Our first step was to define the different types of user requirements, which gave structure to requirement components and allowed for consistency between the requirements analysts themselves. Looking at the requirements as a QC analyst, I knew it was unfair for those having to digest requirements to have to say, ”Well I’m reading Joe’s requirements today and his writing style is such and such, so I need to review the business requirements keeping that in mind.” The business requirements needed sufficient standards, structure, and definition, to ensure each requirements analyst would develop requirements consistently. Could you ever achieve 100% consistency? No, but we could try to make it as easy as possible for another person to absorb the requirements. The following are some examples of the definitions/standards we used:
Assumptions: Statements that describe important ideas or concepts that exist at the time of starting the project. Many times, they are used to document conditions that the project team does not have control over (e.g., Age of players will be verified with copies of birth certificates.).
Non-Functional Requirement: A requirement that documents quality attributes the system must have. These attributes are not system features, but they do influence how the functionality of the system is implemented and usually deal with some aspect of usability, performance, security, or are operational in nature (e.g., The software will load a web page within 5 seconds under a load of 100 concurrent users.).
Business Requirement: Requirements that describe stakeholder needs to support the business process. Business requirements provide the rationale for introducing new or changing functionality as well as a high-level description of what is needed (e.g., The baseball application will enable users to enter game day lineups from defined rosters.)
Business Rules: Requirements that control or influence the behavior of the system in order to enforce an operational business policy or practice. Business rules represent a constraint, calculation or condition. Using the baseball roster requirements an example may be: Once a player has been removed from the lineup they cannot return to the lineup.
Software Requirements: Requirements that provide the specific text to be displayed to users, or sent to external systems, to serve as an error, warning or confirmation. These define the design of the user interface.
Business Use Case: Steps that describe the interaction between the user and the system in order to achieve a specific goal. Use cases organize functional requirements by primary system entity and then user function.
Uses cases became the ‘meat’ of the detailed user requirements. As I stated before, use cases lent themselves to developing solid test cases, and if a requirement is testable – then it can be turned into code.
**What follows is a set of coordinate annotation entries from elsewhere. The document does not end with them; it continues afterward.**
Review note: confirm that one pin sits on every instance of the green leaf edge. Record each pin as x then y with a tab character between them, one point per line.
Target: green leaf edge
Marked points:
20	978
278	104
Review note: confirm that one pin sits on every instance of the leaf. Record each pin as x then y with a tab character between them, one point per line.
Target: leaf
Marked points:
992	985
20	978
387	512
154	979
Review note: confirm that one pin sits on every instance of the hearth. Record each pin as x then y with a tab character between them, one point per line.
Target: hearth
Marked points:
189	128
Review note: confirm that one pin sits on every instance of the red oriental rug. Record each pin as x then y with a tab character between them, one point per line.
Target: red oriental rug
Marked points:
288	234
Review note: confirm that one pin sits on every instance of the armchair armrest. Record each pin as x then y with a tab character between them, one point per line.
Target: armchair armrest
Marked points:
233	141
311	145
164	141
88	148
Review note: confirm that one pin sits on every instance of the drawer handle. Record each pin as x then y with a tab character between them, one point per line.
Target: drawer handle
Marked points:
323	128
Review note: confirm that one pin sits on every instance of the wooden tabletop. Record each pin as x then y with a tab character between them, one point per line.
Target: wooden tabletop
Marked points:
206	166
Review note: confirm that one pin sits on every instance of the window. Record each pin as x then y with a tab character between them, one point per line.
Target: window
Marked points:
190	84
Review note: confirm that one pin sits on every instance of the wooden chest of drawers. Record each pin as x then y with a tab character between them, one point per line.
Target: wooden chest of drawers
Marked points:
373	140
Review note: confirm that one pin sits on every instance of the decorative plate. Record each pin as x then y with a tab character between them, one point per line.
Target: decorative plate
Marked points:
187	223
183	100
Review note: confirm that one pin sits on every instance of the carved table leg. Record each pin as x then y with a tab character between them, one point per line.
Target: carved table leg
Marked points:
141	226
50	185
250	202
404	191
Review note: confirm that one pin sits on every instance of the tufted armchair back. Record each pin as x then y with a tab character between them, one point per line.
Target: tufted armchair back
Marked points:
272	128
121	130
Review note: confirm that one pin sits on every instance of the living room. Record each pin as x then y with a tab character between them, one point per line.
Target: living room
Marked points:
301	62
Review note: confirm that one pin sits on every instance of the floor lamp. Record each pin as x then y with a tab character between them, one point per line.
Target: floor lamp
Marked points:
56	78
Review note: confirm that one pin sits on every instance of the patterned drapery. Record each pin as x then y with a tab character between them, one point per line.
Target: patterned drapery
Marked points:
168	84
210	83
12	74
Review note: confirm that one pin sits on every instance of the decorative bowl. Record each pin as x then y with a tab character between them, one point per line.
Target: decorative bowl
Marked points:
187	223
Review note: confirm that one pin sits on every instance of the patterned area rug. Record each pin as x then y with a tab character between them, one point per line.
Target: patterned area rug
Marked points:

TThe second step was to evaluate and define the members involved in the requirements process. Before I took over the requirements process, the requirements were defined by the government lead SME and the requirements analyst or the government program manager and the requirements analyst. Then the requirements document was passed to the rest of the team for development and testing. Development, QC and the rest of the SMEs were not involved with the business requirements from the beginning. We didn’t get to hear why decisions were made; we didn’t get to chime in on whether the requirements made sense, if they contradicted each other, if they were incorrect, or if they correctly represented how the product was working at the time. Consequently, for every enhancement, an integrated product team (IPT) was identified that consisted of:
Government Subject Matter Expert (SME): Government employee who has the authority to make decisions on behalf of the ROSS Project Manager.
Lead Architect: Architect assigned to work with the IPT to ensure decisions are consistent with the current architecture and to provide expertise in architecture changes.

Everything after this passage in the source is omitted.